Pegloticase, marketed by Savient Pharmaceuticals as Krystexxa, is a new treatment for chronic gout indicated for those patients refractory to conventional therapy. Pegloticase is a type of enzyme called uricase that has been pegylated (chemical procedure) to have a longer half-life and reduced immunogenicity. This enzyme changes uric acid into a substance called allantoine that can be removed from the body more easily than uric acid in the urine. As a result, KRYSTEXXA lowers uric acid levels, and may keep them low.  Pegloticase requires intravenous administration every 15 days for 6 months. The most common serious side effects are severe allergic reactions, infusion reactions, and flare-ups. It remains unclear for many authors that pegloticase benefits outweigh its risks.

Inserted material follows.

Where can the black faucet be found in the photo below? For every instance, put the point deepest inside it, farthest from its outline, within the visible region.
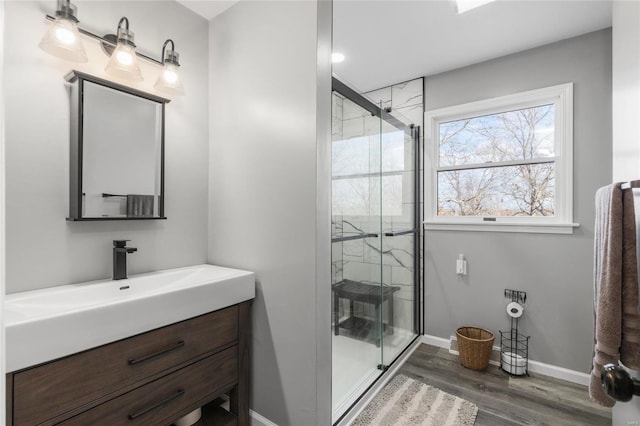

Suggested readings: Arthritis Rheum. 2008 Sep;58 (9): 2882-91; Cochrane Database Systematic Rev.2010 Mar; 17(3):CD008335


Febuxostat, marketed by Takeda Pharmaceuticals as Uloric, is a new option to low uric acid in blood. Fuboxostat selectively inhibits xanthine oxidase, which is the enzyme that raises uric acid levels. It emerges as an alternative to allopurinol for those patients who are allergic to allopurinol. It can be taken orally once per day and patients with mild to moderate renal impairment do not have to reduce dose.  Comparative trials with allopurinol have shown greater clinical efficacy of febuxostat in lowering serum uric acid, but not, in the recurrence of gout attacks or decrease the size of tophi.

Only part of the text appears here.